As @JRE points out, if you're challenging the status quo, if you're pointing a finger at something that you perceive as unjust, or ugly, or wrong, and saying "look here", somebody is going to be upset. And, as we know, free speech in our world still needs defending, meaning somebody will try to get you to shut up.

Books as uncontroversial as Harry Potter got burned by groups that were upset by them (source). In China writers are getting imprisoned because the government found what they're writing upsetting. (Example 1, Example 2). In France a certain group found Charlie Hebdo's comics upsetting, so they killed 12 people and injured 11 more. That's the nature of the beast.

Frame challenge: consider how much poorer our world would be if Bulgakov and Solzhenitsyn and Liu Xiaobo and Victor Hugo and Erich Maria Remarque, and countless others all the way back to Socrates, all asked themselves "how do I not upset anyone, and suffer no fallout for what I say"? What would our world be like, without all of those men chipping at the status quo, pointing out wrongs, effecting change? I don't think I'd want to live in that world.
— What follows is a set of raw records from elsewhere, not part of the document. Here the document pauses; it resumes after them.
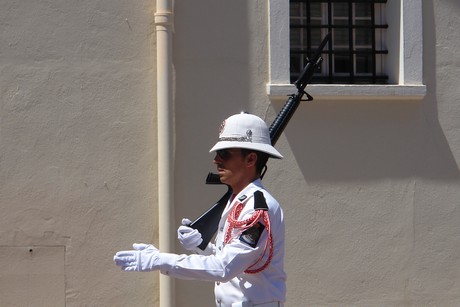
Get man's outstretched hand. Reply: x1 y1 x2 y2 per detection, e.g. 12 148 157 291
113 243 161 272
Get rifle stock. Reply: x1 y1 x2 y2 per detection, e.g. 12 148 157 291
192 187 232 250
189 33 331 250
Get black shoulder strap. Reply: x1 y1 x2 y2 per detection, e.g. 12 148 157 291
253 190 268 211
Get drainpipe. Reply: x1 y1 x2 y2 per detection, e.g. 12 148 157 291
155 0 174 306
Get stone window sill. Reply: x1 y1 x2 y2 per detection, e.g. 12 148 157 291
267 84 427 101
Thankfully, in our world, if you are lucky enough to live in what is called "The Western World", the laws take the side of Free Speech. Censuring books and imprisoning writers is seen as a bad thing. Sometimes people even support the freedom of the kind of speech they don't like.

Publishers might decide they don't want your book, but that's another issue entirely. You're always free to self-publish, or just make your content available online.